Entre os presos nesta quarta-feira, estão um soldado formado em 2017 e um cabo que está na corporação desde 2007. Na residência do cabo foram localizados e apreendidos munições de fuzil e um aparelho utilizado para bloquear o sinal de veículos roubados, além de R$ 8 mil em espécie. Enquanto que na casa do soldado os agentes encontraram a placa de um bitrem roubado no ano passado e uma porção de maconha.

 

O comandante da 9ª Região da Polícia Militar (RPM), coronel Cláudio Vitor Rodrigues, lamentou o envolvimento de militares nas ações criminosas investigadas pelo Gaeco. Segundo ele, a corporação não admite qualquer tipo de desvio de conduta e o comando tem atuado de forma firme e integrada para coibir qualquer prática criminosa, em especial com a participação de policiais militares. “Não aceitamos que aquele que defende a sociedade, que use nossa farda, passe para o lado de lá e se associe com criminosos para a prática de delitos que imponham à sociedade qualquer tipo de situação de terror, medo e perda de patrimônio”, disse.
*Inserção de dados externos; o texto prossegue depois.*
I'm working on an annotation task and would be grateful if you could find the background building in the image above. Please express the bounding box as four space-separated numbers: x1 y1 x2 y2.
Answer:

Ainda segundo ele, não havia sinais de que os PMs presos nesta quarta-feira estariam envolvidos com práticas criminosas.

 

Já o promotor Adriano Bozola se referiu ao nome da operação para lembrar que a mesma deve ter vários desdobramentos nos próximos meses. “É a apenas a segunda peça do dominó. Está claro que, mesmo após a primeira fase da operação, eles não se intimidaram, inclusive em matar”, afirmou.

 

1ª Fase

Mais de 150 mandados judiciais foram cumpridos no Triângulo Mineiro pelo Grupo de Atuação Especial de Combate ao Crime Organizado (Gaeco) de Uberlândia no dia 19 de dezembro.

 

A Operação “Dominó” visava coibir a atuação de organizações criminosas da região em crimes como roubo de cargas e receptação de veículos. Na época, a ação ocorreu em Uberlândia, Araguari, Uberaba, Monte Carmelo, Abadia dos Dourados, Centralina e Canápolis.

 

As investigações do Ministério Público Estadual (MPE) resultaram no oferecimento de 11 denúncias ao Judiciário contra os alvos e mais de 90 veículos com sequestro decretado entre caminhões, motocicletas e carros de passeio.

 

A ação contou com o apoio da Polícia Militar e auditores da Receita Estadual.

 

Efeito dominó

Segundo as informações da Promotoria de Justiça, as investigações iniciaram em março de 2018, depois da apreensão de dois caminhões furtados no interior de Goiás. Na ocasião, dois criminosos foram presos em flagrante.

 

Os integrantes da primeira quadrilha investigada tinham o hábito de consultar um pai de santo para ter a aprovação do líder religioso antes de cometer os crimes. Com o decorrer dos trabalhos, foram identificadas outras organizações criminosas que também atuavam no roubo de cargas, receptação de cargas e veículos, e roubos a propriedades rurais e de veículos.

 

O nome da operação faz referência ao "efeito dominó" ocorrido ao longo das investigações, uma vez que a identificação de uma quadrilha levava à ligação dos outros grupos criminosos. Na primeira fase da operação foram identificadas sete organizações distintas com atuação nas regiões do Triângulo Mineiro, Alto Paranaíba e sul de Goiás.

 

O Gaeco apurou que os roubos foram a cargas variadas de café, cerveja, grãos, defensivos agrícola, cosméticos, entre outras.